Silva points out another of King's strongest themes, the randomness of life and death:
In the end, survival is not a result of heroic triumph, and there is no action that can restore innocence destroyed by experience. In the end, survival is the result of random chance tempered in the end by fate.
All you can do is what Lard Ass Hogan did after his pie-eating contest: Go home, lock the door, lie down on your bed and be glad you are still alive.

Next: Christine.

4 comments:

laura k said...

Gordie says he relates to the title character of Ralph Ellison's Invisible Man

Now that's what I call a coincidence.

Amazing that all of these stories were made into movies - three of them hugely successful.

Maybe at some point you can write about King's involvement with the movie adaptations of his work.

laura k said...

King is a master at portraying the special bonds of young adulthood, and the love that exists between friends.

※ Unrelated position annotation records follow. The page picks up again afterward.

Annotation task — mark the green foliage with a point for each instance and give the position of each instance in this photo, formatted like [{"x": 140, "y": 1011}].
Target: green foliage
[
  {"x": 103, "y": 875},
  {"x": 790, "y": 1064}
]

This sounds so good. I love what you and Keith Silva say about "The Body"... but what you've written is much better than what you've quoted. I'm curious to see if I find this too obvious, the dialogue too stilted.

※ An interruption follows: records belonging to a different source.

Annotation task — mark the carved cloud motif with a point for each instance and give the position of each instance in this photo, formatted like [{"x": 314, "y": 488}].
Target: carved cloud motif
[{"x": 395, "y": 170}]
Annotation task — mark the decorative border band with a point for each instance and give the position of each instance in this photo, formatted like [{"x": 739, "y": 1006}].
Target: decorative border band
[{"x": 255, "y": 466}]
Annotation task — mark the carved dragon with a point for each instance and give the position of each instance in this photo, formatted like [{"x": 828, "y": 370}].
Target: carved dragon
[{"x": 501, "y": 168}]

I love the anger at the unfinished story, a reader annoyed at having to use his imagination, accusing the storyteller of not doing their job.

johngoldfine said...

The inscription sounds like a variation of "Trust the tale, not the teller." --DH Lawrence

I tell that to student writers who sometimes react rather doubtfully to my laudatory comments by saying, 'Well, I never meant all that, had no idea it was in there!'

Not much point writing if there isn't some magic, some tapped subterranean streams, some surprises in the tale even for the teller.

Zenslinger said...

A dumb little observation on this one, too: The Body made a pretty big impression on me. In 1986 (or whatever) I was at a friend's house watching TV with nothing on my mind (we might have just finished or were about to watch Spinal Tap.) A movie trailer was broadcast: there was an aerial shot of four small figures on a railroad bridge with the sun reflecting off the water, and I knew instantly that someone had made a film of this (relatively obscure) book.